Solve $I=\int_{0}^{1}\int_{0}^{1}\frac{xy}{\sqrt{x^2+y^2}}\arctan{\sqrt{x^2+y^2}}\arctan{\frac{y^2}{x^2}}dxdy$

Question

I tried to solve this integral by using polar coordinate system, but it becomes harder:
$$I=\int_{0}^{1}\int_{0}^{1}\frac{xy}{\sqrt{x^2+y^2}}\arctan{\sqrt{x^2+y^2}}\arctan{\frac{y^2}{x^2}}dxdy$$
After transformation
$$I=2\int_{0}^{\frac{\pi}{4}}\arctan{(\tan^2\theta)}\sin\theta \cos\theta d\theta\int_{0}^{\frac{1}{cos\theta}}r^2\arctan{(r)}dr$$
And after IBP, $$\int r^2\arctan{(r)}dr=\frac{1}{6}\left(2r^3\arctan(r)-r^2+\ln(r^2+1)\right)$$ and replace upper and lower limits, it becomes a mess.
Did I misdirect? Need some help from everyone, thank you very much.

Answer 1

The integrand function is not symmetric with respect to the line $y=x$, so $I$ is not two times the integral over the triangle $\{(x,y):0\leq x\leq y\leq 1\}$. On the other hand, note that $$ \begin{align*} I&=\int_{0}^{1}\int_{0}^{x}\frac{xy}{\sqrt{x^2+y^2}}\arctan{\sqrt{x^2+y^2}}\arctan\left(\frac{y^2}{x^2}\right)\,dydx\\ &\qquad+\int_{0}^{1}\int_{0}^{y}\frac{xy}{\sqrt{x^2+y^2}}\arctan{\sqrt{x^2+y^2}}\left(\frac{y^2}{x^2}\right)\,dxdy\\ &=\int_{0}^{1}\int_{0}^{x}\frac{xy}{\sqrt{x^2+y^2}}\arctan{\sqrt{x^2+y^2}}\left(\arctan\left(\frac{y^2}{x^2}\right)+\arctan\left(\frac{y^2}{x^2}\right)\right)dydx. \end{align*}$$ Now recall that $\arctan(t)+\arctan(1/t)=\pi/2$ for $t>0$, therefore $$\begin{align*} I&=\frac{\pi}{2}\int_{0}^{1}\int_{0}^{x}\frac{xy}{\sqrt{x^2+y^2}}\arctan{\sqrt{x^2+y^2}}dydx\\ &=\frac{\pi}{2}\int_{0}^{\pi/4}\cos(\theta)\sin(\theta)\left(\int_{0}^{1/\cos(\theta)}r^2\arctan(r)\,dr\right)d\theta\\ &=\frac{\pi}{2}\int_{0}^{\pi/4}\cos(\theta)\sin(\theta)\left[\frac{1}{6}\left(2r^3\arctan(r)-r^2+\ln(r^2+1)\right)\right]_{0}^{1/\cos(\theta)}\,d\theta\\ &=\frac{\pi}{12}\int_{1}^{\sqrt{2}}\left(\frac{\ln(1+t^2)}{t^3}+2\arctan(t)-\frac{1}{t}\right)\,dt\\ &=\frac{\pi}{48}\left(8\ln(2)-7\ln(3)+8\sqrt{2}\arctan(\sqrt{2})-2\pi\right) \end{align*}$$ where $t=1/\cos(\theta)$.
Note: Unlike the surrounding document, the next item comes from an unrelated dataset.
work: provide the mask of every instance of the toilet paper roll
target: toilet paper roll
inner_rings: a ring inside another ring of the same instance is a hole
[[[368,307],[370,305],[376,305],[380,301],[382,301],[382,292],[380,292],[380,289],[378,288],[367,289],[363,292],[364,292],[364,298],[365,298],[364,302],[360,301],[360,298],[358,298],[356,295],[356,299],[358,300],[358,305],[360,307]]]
For the second part, we have also another way which seems to be easier $$\begin{align*} I&=\frac{\pi}{2}\int_{0}^{1}\int_{0}^{x}\frac{xy}{\sqrt{x^2+y^2}}\arctan{\sqrt{x^2+y^2}}dydx\\ &=\frac{\pi}{2}\int_{0}^{1}r^2\arctan(r)\left(\int_{0}^{\pi/4}\cos(\theta)\sin(\theta)d\theta\right)\,dr\\ &\qquad+\frac{\pi}{2}\int_{1}^{\sqrt{2}}r^2\arctan(r)\left(\int_{\arccos(1/r)}^{\pi/4}\cos(\theta)\sin(\theta)d\theta\right)\,dr\\ &=\frac{\pi}{2}\int_{0}^{1}r^2\arctan(r)\left[-\frac{\cos^2(\theta)}{2}\right]_{0}^{\pi/4}\,dr+\frac{\pi}{2}\int_{1}^{\sqrt{2}}r^2\arctan(r)\left[-\frac{\cos^2(\theta)}{2}\right]_{\arccos(1/r)}^{\pi/4}\,dr\\ &=\frac{\pi}{8}\int_{0}^{1}r^2\arctan(r)\,dr+\frac{\pi}{8}\int_{1}^{\sqrt{2}}\arctan(r)\left(2-r^2\right)\,dr\\ &=\frac{\pi}{48}\left(8\ln(2)-7\ln(3)+8\sqrt{2}\arctan(\sqrt{2})-2\pi\right). \end{align*}$$